Another point of this theory I agree with is the rich or affluent have the upper hand in society. They have the money, which translates into power, and results in them having a profound advantage over the poor. Money gets you notoriety, political power, and, at times, can buy them justice. Despite the influence of class with money, money does not guarantee class. It simply gives you better opportunities. There are just as many poor people with class, integrity and honesty as the privileged.
Because many areas within society are crippled due to the introduction of conflict theory, there are various policy implications that can complement and prevent certain behaviors from occurring. As stated in earlier papers, one common solution to reducing crime and any form of recidivism is the factor of minimum wage.
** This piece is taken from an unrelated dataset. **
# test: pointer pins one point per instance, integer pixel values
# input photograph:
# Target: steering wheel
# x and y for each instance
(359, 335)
By increasing minimum wage state-wide, more jobs are created and higher opportunities of living are created for the lower and middle class. This would constitute a better standard of living pursuant of the American Dream, but there are issues. Since people are already assumed to be competitive, the works of specific individuals in certain classes, including the upper class, will still create conflict. For example, in the sake of unions, the beginning of unions was to give workers some rights and affordable wages to wear the workers could provide for their families and have sustainable living. Over time, the workers would want more and more until the owners would make costs to their own lives and the workers are no longer in control. The workers’ competitiveness and willpower to ask for more consistently causes instability between the working class (proletariat) and the owners (bourgeoisie).
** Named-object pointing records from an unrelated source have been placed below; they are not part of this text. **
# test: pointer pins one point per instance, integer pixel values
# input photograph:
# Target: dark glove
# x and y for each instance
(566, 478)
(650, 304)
There has been speculation to whether increasing wages would help, but inflation would result for standards of living because competition will exist through dominance and control. However, what if wages were made a set limit regardless of education or status, and set based on employment. One person is paid ten dollars an hour as a cashier for McDonalds while another person is paid 30 dollars an hour as a police officer to ensure the protection of the communities he is sworn to protect and serve. Competition with wages will still occur as well as conflict due to the bias of employment and stereotypical bias. Therefore, wages changing isn’t beneficial to society, but it assists those as a readily available solution to react quickly and only in the moment to assist.
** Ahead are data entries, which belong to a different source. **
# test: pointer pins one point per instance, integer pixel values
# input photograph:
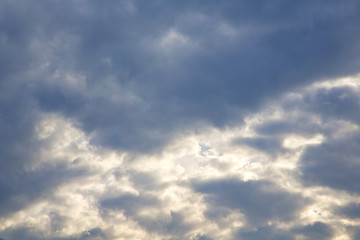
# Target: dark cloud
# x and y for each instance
(351, 210)
(210, 79)
(134, 74)
(260, 201)
(334, 163)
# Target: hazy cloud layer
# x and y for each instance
(179, 120)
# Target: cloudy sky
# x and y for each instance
(194, 120)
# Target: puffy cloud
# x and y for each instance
(187, 120)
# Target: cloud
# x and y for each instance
(260, 201)
(187, 120)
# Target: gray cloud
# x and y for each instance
(133, 75)
(317, 230)
(206, 84)
(260, 201)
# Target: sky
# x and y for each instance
(194, 120)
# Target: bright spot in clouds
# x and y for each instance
(187, 120)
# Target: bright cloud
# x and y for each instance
(187, 120)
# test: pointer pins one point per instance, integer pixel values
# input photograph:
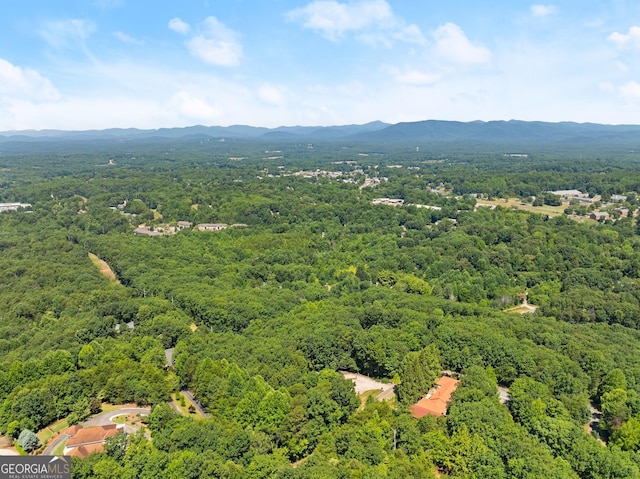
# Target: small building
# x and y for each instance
(388, 201)
(85, 441)
(436, 402)
(13, 206)
(212, 226)
(570, 194)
At the same effect, another possible solution towards conflict theory in society is providing free education for all citizens, regardless of economic status. In Germany today, all colleges have been made free for tuition, which may lead most American citizens who have usable visas and are seeking further education to head overseas for an easily affordable education (Salles, 2014). Because of this drastic change in policy, the United States could implement this, but the system of government seems too controlling towards the middle and lower class to let anything happen to their puppets in the masquerade of life they ordain and manipulative for the upper class to gain. Since most students attending colleges in the United States are toppling with debt due to high tuition rates, it seems more reasonable for governments to be conflict with one another based on public policy, but the individuals are given better opportunities between the two as a means for a higher standard of living.
Salles, J.M. (2014). “This Country Just Abolished College Tuition Fees.” Thinkprogress.org.
Retrieved from http://thinkprogress.org/education/2014/10/01/3574551/germany-free-college-tuition/
Williams III, F.P. & McShane, M.D. (2014). Criminological Theory (6th Ed.).
Upper Saddle River: Pearson/Prentice Hall.